The Red Sox and Angels met up for the second game of their three game set, with Martin Pérez opposing Dylan Bundy for their respective teams.
Pérez didn’t have his best stuff early, and it showed. Were it not for a confusing Shohei Ohtani/Taylor Ward baserunning blunder, the Angels might have scored serious damage in the first inning. Pérez started the game by walking Taylor Ward, and then giving up a sharp single to Ohtani. Franchy Cordero barreled into the wall in foul ground in order to cut the ball off, and keep Ward from rounding second base. Ohtani never stopped running and realized too late that he had no base to run to. Maybe Ward should have tried to advance to third, maybe Ohtani should have stuck at first, once he saw the play developing in front of him. Either way, it was all around bad.
Fortunately, this bit the Angels, as Pérez tight-roped out of danger, yet again. This is becoming a running theme for Pérez this season.

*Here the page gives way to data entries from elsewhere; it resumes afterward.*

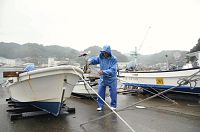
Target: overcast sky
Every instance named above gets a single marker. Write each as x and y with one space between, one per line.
175 24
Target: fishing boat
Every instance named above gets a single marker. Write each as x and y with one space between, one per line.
163 80
46 88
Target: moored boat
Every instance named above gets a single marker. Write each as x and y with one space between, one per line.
163 80
45 88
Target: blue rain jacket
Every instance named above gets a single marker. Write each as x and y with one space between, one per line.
29 67
109 77
107 65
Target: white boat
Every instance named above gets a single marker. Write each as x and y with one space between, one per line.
46 88
162 80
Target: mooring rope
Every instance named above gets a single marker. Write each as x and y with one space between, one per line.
180 83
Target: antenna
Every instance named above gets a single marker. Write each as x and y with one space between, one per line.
135 53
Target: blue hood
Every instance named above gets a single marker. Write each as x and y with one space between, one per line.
106 48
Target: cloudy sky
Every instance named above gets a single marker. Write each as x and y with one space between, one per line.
153 25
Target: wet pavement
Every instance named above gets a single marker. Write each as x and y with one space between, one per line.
158 115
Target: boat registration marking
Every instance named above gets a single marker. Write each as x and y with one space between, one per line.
160 80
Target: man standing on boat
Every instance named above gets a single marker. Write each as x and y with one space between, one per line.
108 76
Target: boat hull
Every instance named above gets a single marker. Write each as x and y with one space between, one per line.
47 88
162 80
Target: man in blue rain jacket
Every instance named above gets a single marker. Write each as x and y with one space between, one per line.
108 76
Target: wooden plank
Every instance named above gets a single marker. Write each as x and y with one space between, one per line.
11 73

Thankfully, the Red Sox brought their bats to this one. Alex Verdugo hit a solo home run in the bottom of the first, celebrating his 25th birthday in the process. J.D. Martinez hit a single, and Xander Bogaerts walked, and suddenly, Bundy was looking to be in his own spot of trouble. Bundy also walked the tight-rope, and also got out, relatively unscathed.
The next few innings were fairly quiet, the loudest noises coming from Martin Pérez jawing at the home plate umpire, arguing about the size of the strike zone (and to be fair to the umpire, the zone probably erred on the side of being larger, rather than smaller). This worked to the Red Sox benefit, as neither side was able to gain a decisive advantage on either side of the ball.
That changed in the bottom of the 4th, as Bogaerts led off with a double, and Rafael Devers walked, to set the stage for the inning. With two outs, Bobby Dalbec launched a pop up in the direction of the Monster. Justin Upton lined up the play, and appeared to have a play on it, but was just outside of his reach. The ball clanged loudly back into play, as Dalbec landed at second with a bases clearing double, giving the Sox a 3-0 lead, and control of the game. Franchy Cordero (yes, that Franchy Cordero) hit a rocket down the first base line to bring Dalbec home, giving the Sox a 4-0 lead. Cordero’s speed enabled him to get in to second on the play, which would have ordinarily been a single.
What’s better than a 4-0 lead? A 7-0 lead. That’s what the Red Sox found themselves having, courtesy a three-run home run by Xander Bogaerts, all the way Over the Monster, and into lower orbit. Verdugo singled, and so did Martinez, which set the play up for Bogaerts to knock all the pins down with a calculated strike that took Dylan Bundy out of the game. Suddenly that pitchers duel seemed so far away, and as unlikely as it may have sounded at the start of the year, Martin Pérez was the winner.
If anyone finds that ball on Lansdowne, let us know. pic.twitter.com/vtO9m6enki— Red Sox (@RedSox) May 15, 2021
Pérez, for his part, was fine. He pitched six innings, gave up three hits, and struck out five. The lone problem is he walked four guys en route to this otherwise great performance. It was the usual brand of performance for Pérez. Tight-rope to tight-rope, with a few shutdown innings mixed in. If you told me he gave up 3 or 4 runs today, I would have believed it, just as much as I believe the 0 he actually gave up. It’s just the nature of how he pitches, and it’s worked out great for the Red Sox.
Franchy Cordero had his second double of the game, prompting questions of “just where was this bat earlier in the season?” Perhaps with Jarren Duran tearing the cover off the ball lately in Worcester, combined with seeing what a young hot-shot can do in the majors (Jarred Kelenic had a heck of a game yesterday for the Mariners) has lit a fire underneath Cordero. This double scored Bobby Dalbec to make it 8-0.
Rafael Devers kept the onslaught going, as he crunched a ball over the right field bullpens, for his 10th home run of the season, leading to a 9-0 lead. That was the last bit of offense the Red Sox mustered in this one, as they turned to their bullpen to lock down the rest of this game.
Phillips Valdez, Darwinzon Hernandez, and Austin Brice were tasked with locking this game down, and tagging the Angels with a series loss. The first two performed their roles admirably, with no issues (couple walks by Hernandez notwithstanding). Brice had a little more difficulty, as his pitches looked hittable, and what wasn’t hittable was nowhere near the plate.
With the win, the Red Sox improve to 25-16, through the first quarter of the season. They go for the sweep tomorrow at 1:10 ET, as they attempt to vanquish Joe Maddon’s Angels.